Hello darlings! I hope you had a nice weekend and your week is already making sense. I wrote this story for a friend last year and was not going to post it, but with her permission, I have decided to post it. It just might speak to someone reading…
Have a beautiful week 🙂
“You are lucky. You are better off. So instead of sulking, get on with life already. You have so much ahead of you. Smile Oluwabukola. You are better off.” She looked at her grandma with teary eyes as she picked up more wood to make the fire burn faster. “Get me that pot of water Bukola and help me make this food or will you rather your old grandma make the food alone and eat alone?” With that said, she used the end of her wrapper to wipe her eyes and got up to help her grandmother wondering what the woman meant by ‘she is lucky’. How can she say that? She always thought her grandma to be wise but, with the statement she uttered, she doubted her wisdom in that moment.
Ten years later, she was back at her grandmother’s hut watching the woman as she gracefully carried firewood. Her strength makes her wonder. At eighty-five years of age, she is still very agile. “How is life in Lagos Oluwabukola?” she asked while exposing an almost toothless mouth. She is the only one that calls her by her full name. “Very fine mama. Let me help you with that. Besides, you are too old for all these. I should get someone to come and be helping you out.”
“Very thoughtful of you my daughter but, don’t waste your money on an old woman that will soon die. I have been doing all these for as long as I can remember. A few more years are nothing.”
Bukky stared at the plate of Eba and Efo-riro before her completely lost in thought, not hearing her grandma tell her about the things some of the women in the village are doing and how the youths are now so corrupt it bothers her. In the dim moonlight, Abeke could see her granddaughter was only staring into space with eyes clouded with tears. The old woman set her food down and moved her stool closer to Bukky’s own.

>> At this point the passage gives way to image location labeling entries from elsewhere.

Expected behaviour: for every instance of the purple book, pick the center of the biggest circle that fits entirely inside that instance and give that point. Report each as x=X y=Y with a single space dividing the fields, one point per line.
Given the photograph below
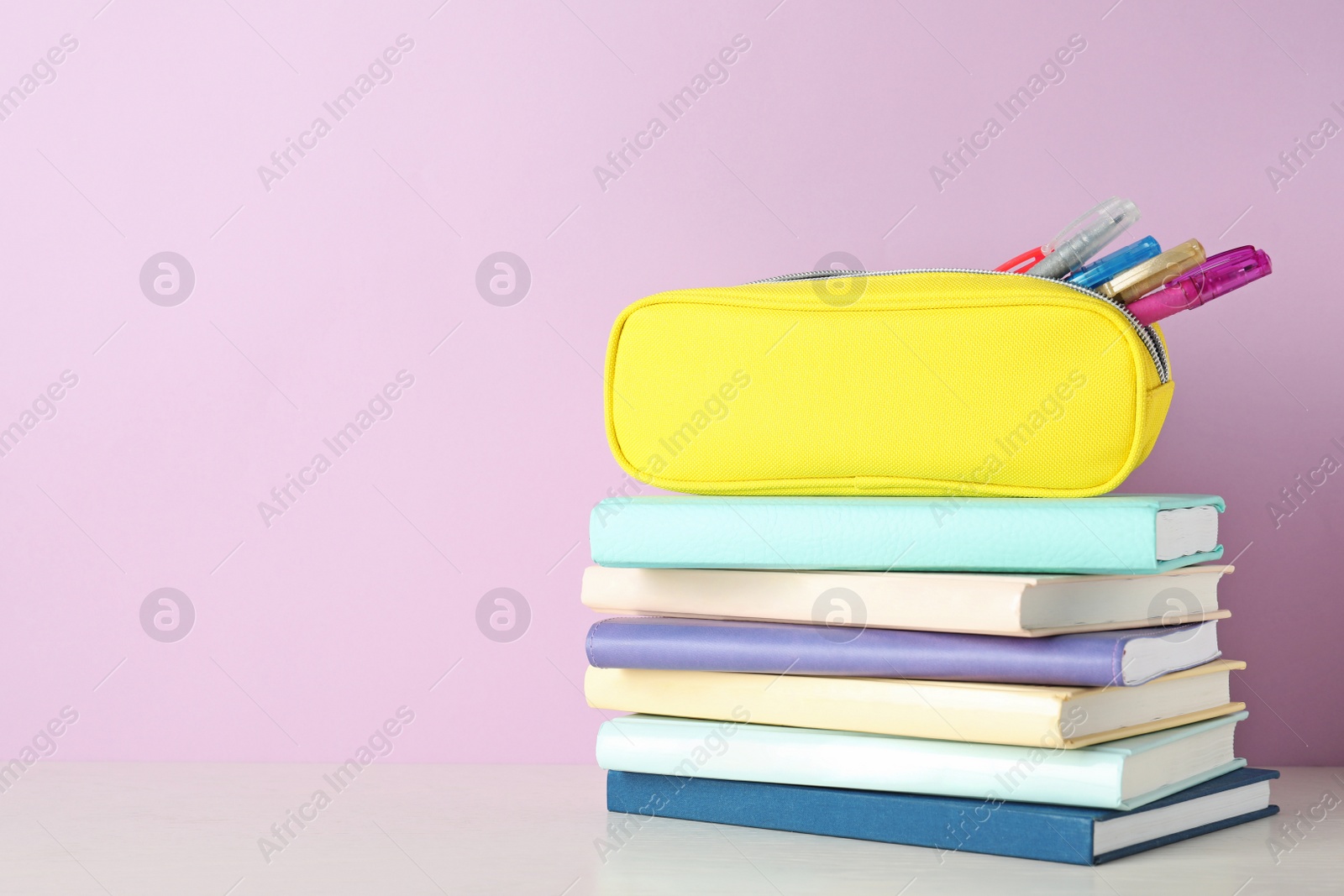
x=1097 y=658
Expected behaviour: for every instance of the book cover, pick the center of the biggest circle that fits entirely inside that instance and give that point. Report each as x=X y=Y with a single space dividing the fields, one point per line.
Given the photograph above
x=1113 y=533
x=1092 y=777
x=717 y=645
x=1025 y=715
x=1023 y=831
x=968 y=602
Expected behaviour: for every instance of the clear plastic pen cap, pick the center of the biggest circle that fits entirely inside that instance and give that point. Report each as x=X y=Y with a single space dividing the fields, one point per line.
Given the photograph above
x=1086 y=235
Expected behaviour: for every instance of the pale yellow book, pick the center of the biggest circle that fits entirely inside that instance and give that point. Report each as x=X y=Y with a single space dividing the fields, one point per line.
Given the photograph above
x=1023 y=715
x=971 y=602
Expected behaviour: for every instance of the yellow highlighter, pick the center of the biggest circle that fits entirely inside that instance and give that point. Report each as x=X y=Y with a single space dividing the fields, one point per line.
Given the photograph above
x=1148 y=275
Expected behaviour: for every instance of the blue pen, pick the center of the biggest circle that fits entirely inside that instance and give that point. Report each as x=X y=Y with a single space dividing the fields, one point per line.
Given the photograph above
x=1119 y=261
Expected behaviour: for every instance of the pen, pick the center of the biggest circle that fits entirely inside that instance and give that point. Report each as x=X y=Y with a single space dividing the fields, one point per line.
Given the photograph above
x=1119 y=261
x=1221 y=275
x=1142 y=278
x=1085 y=237
x=1023 y=262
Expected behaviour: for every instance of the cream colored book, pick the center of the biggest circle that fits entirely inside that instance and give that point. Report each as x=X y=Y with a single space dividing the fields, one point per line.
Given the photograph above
x=1021 y=715
x=978 y=604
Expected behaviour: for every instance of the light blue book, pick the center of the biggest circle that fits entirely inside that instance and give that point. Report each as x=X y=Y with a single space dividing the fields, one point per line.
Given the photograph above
x=1120 y=774
x=1110 y=535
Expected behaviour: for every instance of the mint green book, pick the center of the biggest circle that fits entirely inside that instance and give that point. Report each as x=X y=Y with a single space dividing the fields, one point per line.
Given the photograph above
x=1120 y=774
x=1109 y=535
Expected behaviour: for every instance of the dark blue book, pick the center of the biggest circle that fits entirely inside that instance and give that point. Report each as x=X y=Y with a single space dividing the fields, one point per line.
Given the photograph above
x=1023 y=831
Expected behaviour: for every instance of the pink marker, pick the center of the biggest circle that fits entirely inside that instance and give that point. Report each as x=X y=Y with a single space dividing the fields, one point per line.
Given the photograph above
x=1222 y=273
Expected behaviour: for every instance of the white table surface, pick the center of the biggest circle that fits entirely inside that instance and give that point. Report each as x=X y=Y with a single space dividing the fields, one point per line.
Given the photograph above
x=161 y=828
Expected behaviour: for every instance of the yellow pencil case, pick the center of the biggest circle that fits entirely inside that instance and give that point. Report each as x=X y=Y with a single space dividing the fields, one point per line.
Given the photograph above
x=922 y=382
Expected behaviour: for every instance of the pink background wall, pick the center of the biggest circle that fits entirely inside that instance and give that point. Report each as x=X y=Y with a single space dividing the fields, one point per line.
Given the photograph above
x=362 y=258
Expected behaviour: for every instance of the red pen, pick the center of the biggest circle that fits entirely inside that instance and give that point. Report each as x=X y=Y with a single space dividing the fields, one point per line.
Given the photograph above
x=1221 y=275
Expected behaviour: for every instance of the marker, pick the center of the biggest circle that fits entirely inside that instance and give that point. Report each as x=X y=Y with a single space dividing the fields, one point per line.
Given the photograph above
x=1084 y=238
x=1144 y=278
x=1119 y=261
x=1221 y=275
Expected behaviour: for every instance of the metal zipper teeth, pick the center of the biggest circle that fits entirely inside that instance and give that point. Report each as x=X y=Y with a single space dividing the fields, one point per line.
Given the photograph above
x=1146 y=335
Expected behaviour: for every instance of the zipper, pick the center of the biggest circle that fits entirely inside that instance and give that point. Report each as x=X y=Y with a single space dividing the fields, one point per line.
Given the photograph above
x=1146 y=333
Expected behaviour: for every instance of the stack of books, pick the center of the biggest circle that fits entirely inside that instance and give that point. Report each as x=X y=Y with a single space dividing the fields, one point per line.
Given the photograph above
x=1012 y=676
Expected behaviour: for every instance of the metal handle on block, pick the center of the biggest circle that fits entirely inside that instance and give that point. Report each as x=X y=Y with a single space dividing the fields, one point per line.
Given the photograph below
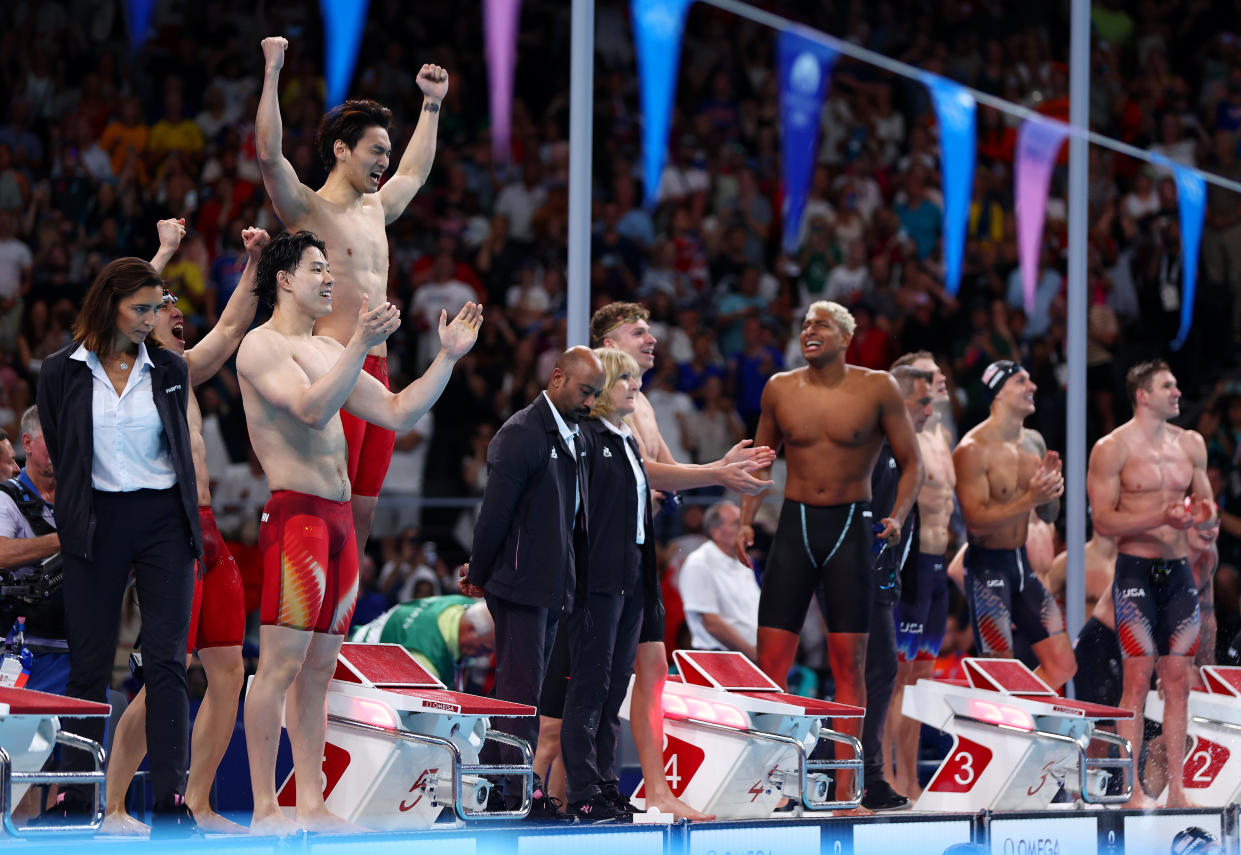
x=1124 y=763
x=804 y=765
x=1084 y=762
x=8 y=777
x=459 y=769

“What do I have here? The child that left me 10 years ago or a woman who is happily living life and letting the past remain the past?” she looked into her eyes and held it until Bukky looked away … “she called me mama. How can the past remain in the past when she is still making her way to my present to hurt me?”
“To hurt you, you say.” Abeke chuckled as she clapped in an attempt to kill a mosquito. “How can she hurt you when you don’t allow it ehn Amoke?” she only calls her by her oriki (praise name) when she wants to drive her point home.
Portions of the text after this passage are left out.